Xavier Thévenard est un des meilleurs spécialistes de la course en montagne. À 34 ans, il a déjà remporté trois fois une des épreuves les plus exigeantes du circuit : l’Ultra-Trail du Mont-Blanc. Très sensible au dérèglement climatique, ce sportif essaye de réduire au maximum son empreinte carbone pour se conformer aux objectifs des accords de Paris.

La brume enveloppe le hameau des trois Cheminées dans le massif du Jura. Il est 10 heures. Le ciel est blanc et le relief est masqué par un léger brouillard. Sur le vaste plateau couvert de pâturages, on distingue un coureur avancer avec une foulée assurée. Il longe les bois, passe près d’un troupeau de vaches et disparaît vers un village niché dans un vallon au loin.
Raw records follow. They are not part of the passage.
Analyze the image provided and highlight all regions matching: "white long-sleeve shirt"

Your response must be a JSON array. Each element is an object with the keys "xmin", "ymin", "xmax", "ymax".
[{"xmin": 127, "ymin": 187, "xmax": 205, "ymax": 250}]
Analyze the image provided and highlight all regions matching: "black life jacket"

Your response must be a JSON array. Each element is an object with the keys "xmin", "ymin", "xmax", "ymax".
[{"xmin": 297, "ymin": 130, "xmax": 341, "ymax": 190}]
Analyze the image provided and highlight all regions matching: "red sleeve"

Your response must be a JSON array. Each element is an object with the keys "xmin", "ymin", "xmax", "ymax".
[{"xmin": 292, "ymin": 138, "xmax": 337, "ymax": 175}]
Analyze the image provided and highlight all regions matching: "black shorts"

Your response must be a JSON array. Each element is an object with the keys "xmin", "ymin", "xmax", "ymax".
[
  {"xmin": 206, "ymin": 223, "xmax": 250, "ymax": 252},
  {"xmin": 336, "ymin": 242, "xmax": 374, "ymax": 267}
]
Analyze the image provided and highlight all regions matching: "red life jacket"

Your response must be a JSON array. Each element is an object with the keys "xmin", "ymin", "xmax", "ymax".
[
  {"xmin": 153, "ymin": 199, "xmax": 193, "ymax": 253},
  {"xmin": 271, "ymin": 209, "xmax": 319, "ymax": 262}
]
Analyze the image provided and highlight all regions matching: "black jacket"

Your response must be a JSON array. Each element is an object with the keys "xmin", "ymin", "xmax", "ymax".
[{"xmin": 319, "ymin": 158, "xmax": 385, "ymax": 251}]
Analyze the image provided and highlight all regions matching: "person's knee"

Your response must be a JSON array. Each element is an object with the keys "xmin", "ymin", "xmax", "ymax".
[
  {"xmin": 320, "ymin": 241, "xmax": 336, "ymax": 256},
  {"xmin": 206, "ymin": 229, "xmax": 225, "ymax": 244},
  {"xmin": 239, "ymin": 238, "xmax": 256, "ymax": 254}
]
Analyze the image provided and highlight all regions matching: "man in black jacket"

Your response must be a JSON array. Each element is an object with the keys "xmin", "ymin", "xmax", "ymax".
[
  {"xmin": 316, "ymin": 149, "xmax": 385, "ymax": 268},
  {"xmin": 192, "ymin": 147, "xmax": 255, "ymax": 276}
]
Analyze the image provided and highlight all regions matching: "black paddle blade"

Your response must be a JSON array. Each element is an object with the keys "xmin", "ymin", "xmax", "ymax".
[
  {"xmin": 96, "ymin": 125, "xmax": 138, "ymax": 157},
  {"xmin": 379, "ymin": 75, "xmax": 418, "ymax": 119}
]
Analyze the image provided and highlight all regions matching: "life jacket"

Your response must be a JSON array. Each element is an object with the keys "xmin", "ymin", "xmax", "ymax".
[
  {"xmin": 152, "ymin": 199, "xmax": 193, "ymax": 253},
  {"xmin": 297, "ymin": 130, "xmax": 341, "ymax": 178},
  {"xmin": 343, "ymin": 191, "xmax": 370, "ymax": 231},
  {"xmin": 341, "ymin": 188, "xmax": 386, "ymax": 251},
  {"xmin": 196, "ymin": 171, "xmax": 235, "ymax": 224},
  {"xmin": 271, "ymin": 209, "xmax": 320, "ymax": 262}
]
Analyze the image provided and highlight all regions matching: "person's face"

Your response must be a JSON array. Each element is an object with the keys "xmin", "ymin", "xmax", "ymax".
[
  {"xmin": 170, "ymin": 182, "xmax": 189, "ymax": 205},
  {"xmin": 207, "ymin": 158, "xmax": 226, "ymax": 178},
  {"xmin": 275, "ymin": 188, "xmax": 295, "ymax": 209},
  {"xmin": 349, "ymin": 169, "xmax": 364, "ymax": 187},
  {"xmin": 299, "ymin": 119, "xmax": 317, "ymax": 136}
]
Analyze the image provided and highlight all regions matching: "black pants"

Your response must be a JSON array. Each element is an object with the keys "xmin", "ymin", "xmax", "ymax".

Xavier Thévenard adore cet univers de petites collines, quand le vert tendre des prairies contraste avec le vert plus foncé des sapins. Cet endroit, situé à la frontière entre l’Ain et le Jura, est un de ses lieux d’entrainements favoris et bientôt son futur lieu de vie. Depuis quelques mois, il est en train d’y faire construire sa maison.

Xavier a besoin de calme et d’espace. Cet athlète léger, d’un mètre soixante-dix, au visage d’enfant, est un spécialiste de l’ultra-trail, la course en montagne sur de longues distances avec de forts dénivelés. Trois fois vainqueur de l’UTMB, la course de référence dans cette discipline qui fait de plus en plus d’adeptes, ce grand compétiteur fait figure de légende sur le circuit. Paradoxalement, il ne vient ni des Alpes, ni des Pyrénées : il est originaire de l’Ain. Il est né à Nantua. Il connaît très bien le massif du Jura et en est presque un de ses meilleurs ambassadeurs.

"J’aime mêler l’effort physique à la découverte des beaux paysages. Cette symbiose est unique" affirme-t-il. "Je cours essentiellement dans le massif du Jura : il y a plein de chemins et une faune abondante : des animaux, des chevreuils, des chamois, mais aussi des lynx."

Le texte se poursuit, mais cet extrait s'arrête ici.